Dan sounds like he'd be annoying as shit for long periods of time.

My hair is pretty much perpetually shaved. It's awesome. You didn't talk about the first time you ran down a hallway and felt the wind breeze over your aerodynamic-ass head! Also, you don't use nearly as much shampoo, and (at least for me) no conditioner at all.

But whenever I start a new class and my hair happens to be grown out and curly, and then I get it shaved, I always have the same "YOUR HAIR IS ALL GONE (!?!?)" conversation with people in that class. Kinda like when I decide to wear my contacts/glasses for the first time around people. It's not weird to me that people are attached to hair and glasses and stuff - boys and girls - I get it, but it's just never been very important to me.

I've told three different girls that I bet they could pull off short hair super well. Two shuddered and recoiled in horror. The other was my sister, who was interested, but too scared to try it - her hair goes past her waist when she straightens in, and reaches the length of her back when it's curly.





_refugee_  ·  3571 days ago  ·  link  ·  

I did not get along well with Dan over time.

Yeah, I definitely used less shampoo. I also was lazy and (don't be disgusted) would take "rain showers." AKA if I went out in the rain with a bare head I was like "OK, don't need to wash my hair now!"

I had very interesting reactions to shaving my head. It's definitely not accepted for a girl to do. I had a former high school teacher (who I'd been close with) reach out to me, get coffee with me, and tell me that seeing I'd shaved my head had alarmed him and he wanted to make sure I was okay. Later that year I went to visit the school and saw another teacher I'd had, with whom I'd also been close, and she reiterated how worried he was by my sudden hairlessness.

Typically, I'd be first to call "sexism" or whatnot, but unfortunately, I wasn't in a sound mental state at the time and he was spot on. I remember talking to my parents about it some time afterwards and apparently it's not surprising for mentally unbalanced women, in particular, to shave their head. It can also be a grief reaction. Just look at Britney for a modern/current example of the shaved head/mental disturbance thing, I guess. However that's backed up in the ideas of the society my parents were raised in, idk about actual psychological facts there.

I also did find I was thought to be gay a lot more, but then again I also had a girlfriend so there was like half one, half the other.

I DID try to grow out a mohwak. My job finally came up to me when it was about an inch long and told me I needed to "stop with that business."

Over the summer as it was growing out I bleached it and dyed it blue. Another thing I'd always said I wanted to do with my hair.

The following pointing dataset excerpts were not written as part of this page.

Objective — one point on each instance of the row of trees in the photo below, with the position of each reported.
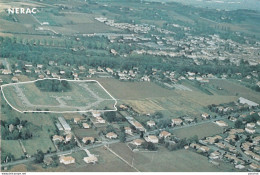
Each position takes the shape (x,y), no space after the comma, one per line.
(53,85)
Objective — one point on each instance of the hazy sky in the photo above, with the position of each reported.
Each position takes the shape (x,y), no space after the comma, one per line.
(221,4)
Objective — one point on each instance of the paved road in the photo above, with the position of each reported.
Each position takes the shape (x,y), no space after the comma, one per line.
(128,139)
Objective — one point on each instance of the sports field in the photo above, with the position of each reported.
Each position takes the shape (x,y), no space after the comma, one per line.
(83,96)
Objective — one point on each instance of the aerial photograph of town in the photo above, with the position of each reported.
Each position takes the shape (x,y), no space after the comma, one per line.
(130,86)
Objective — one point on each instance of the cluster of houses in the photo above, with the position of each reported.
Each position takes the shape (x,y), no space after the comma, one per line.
(233,146)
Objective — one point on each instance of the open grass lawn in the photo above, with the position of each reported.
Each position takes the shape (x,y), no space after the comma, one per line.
(202,130)
(82,96)
(80,133)
(42,142)
(13,147)
(180,160)
(107,162)
(146,97)
(44,128)
(234,88)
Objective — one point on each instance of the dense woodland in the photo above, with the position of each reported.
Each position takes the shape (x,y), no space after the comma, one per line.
(36,54)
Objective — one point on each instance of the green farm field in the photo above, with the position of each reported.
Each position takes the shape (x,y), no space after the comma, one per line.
(202,130)
(13,147)
(149,161)
(83,96)
(147,97)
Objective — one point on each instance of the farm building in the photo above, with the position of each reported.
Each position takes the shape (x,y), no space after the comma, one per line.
(57,138)
(151,123)
(64,124)
(176,121)
(138,142)
(90,159)
(128,130)
(86,139)
(249,130)
(164,134)
(221,123)
(111,135)
(68,137)
(76,120)
(58,125)
(85,125)
(67,160)
(96,114)
(152,138)
(100,120)
(246,101)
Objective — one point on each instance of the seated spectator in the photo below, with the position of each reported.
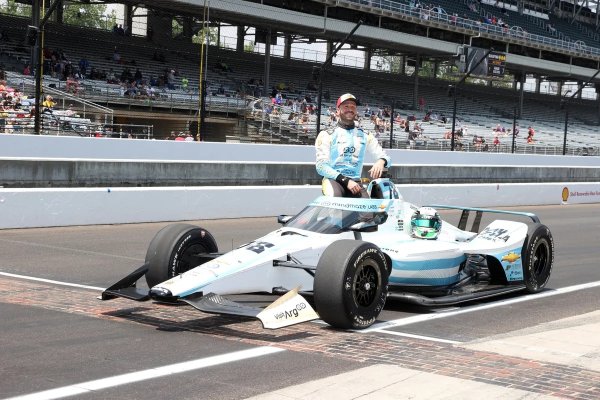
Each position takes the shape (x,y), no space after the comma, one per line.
(185,84)
(48,105)
(117,56)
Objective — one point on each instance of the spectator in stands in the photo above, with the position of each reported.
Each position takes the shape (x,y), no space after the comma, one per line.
(530,134)
(111,77)
(138,76)
(72,85)
(340,153)
(185,84)
(171,80)
(84,65)
(48,105)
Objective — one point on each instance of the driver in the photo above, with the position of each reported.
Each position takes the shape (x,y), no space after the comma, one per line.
(341,152)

I prefer my hair longer but I also think haircuts are horrendously expensive and I'm not paying $50 every 2 months to maintain a shorter cut. I like to get it cut every once in a while (last time was about 1.5 years ago) and then just let it grow-grow-grow from then on. I do admit when I cut it, it is usually still for some sort of reason, a desire to demonstrate change, a desire to move on, usually. The last time I cut it was when I cut out a boy I'd cared about deeply, and I needed to signal to myself that it was done, done, done.

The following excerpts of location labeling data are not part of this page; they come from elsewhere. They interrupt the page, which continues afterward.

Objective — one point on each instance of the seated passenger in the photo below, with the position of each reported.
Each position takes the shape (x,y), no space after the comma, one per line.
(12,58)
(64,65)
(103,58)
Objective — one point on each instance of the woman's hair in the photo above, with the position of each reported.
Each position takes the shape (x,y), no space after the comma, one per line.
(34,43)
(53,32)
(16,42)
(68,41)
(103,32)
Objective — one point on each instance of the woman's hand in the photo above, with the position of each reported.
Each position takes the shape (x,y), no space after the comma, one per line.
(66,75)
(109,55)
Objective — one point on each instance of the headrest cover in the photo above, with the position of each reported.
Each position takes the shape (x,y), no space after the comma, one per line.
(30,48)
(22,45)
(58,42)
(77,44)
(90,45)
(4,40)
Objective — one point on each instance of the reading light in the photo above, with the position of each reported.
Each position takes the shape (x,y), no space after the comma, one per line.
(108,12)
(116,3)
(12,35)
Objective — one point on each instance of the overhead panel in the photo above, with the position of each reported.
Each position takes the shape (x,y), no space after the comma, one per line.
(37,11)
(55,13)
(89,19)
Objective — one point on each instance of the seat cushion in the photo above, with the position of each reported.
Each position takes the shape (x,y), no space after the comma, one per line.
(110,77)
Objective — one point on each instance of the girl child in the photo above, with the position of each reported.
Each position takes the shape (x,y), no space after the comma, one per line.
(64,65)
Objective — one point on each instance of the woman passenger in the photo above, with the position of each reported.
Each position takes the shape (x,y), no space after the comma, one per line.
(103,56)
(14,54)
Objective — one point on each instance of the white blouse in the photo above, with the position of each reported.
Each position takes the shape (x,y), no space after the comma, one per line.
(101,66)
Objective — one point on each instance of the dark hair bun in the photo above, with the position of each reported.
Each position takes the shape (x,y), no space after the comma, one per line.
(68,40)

kleinbl00  ·  3571 days ago  ·  link  ·  

Hair is the one aspect of our self-image that we can most easily influence. It has a lot of "youth" and "vitality" in its payload and hair grooming carries a lot of the conformity signals within society. That's one reason why the Abrahamic religions tend to have assorted taboos against cutting hair - it's a vanity cue and by leaving hair in its natural state (or protected from the world under a turban etc) one is showing austerity for God.

With social baggage like that, the act of attacking one's hair is justifiably seen as a socially-deviant act, just like vandalizing empty buildings. Worthy of note - you didn't go to a salon and say "I'm thinking of going shaven; make me look good" you went to your Crowlian friends 'cuz they had clippers.

Worthy of note - I had friends that would shave their heads before they opened for a big headliner. But they were in industrial bands. Not very good industrial bands. And in that crowd, walking around in a G-string with electrical tape over your nipples was considered normal, so the context needs to be considered.

_refugee_  ·  3571 days ago  ·  link  ·  

It's even more interesting to examine what I did, 6 years ago, with the context of time and insight like this. It makes perfect sense that I would chop off my hair.

That group of people was my 'core group' for a while.

I really, really don't like them now.

I did opt to go by my middle name after shaving my head and since joining the business world I reverted. That's about 4 years ago I guess. Anyway, now I sometimes wryly comment that I know if I like someone based on what they call me: if you call me by my middle name chances are good I want nothing to do with you, because you knew me then.

Used to sometimes get drunk and tell boys it was what I went by. I'd catch myself at that and realize whoever I was talking to already didn't have a chance.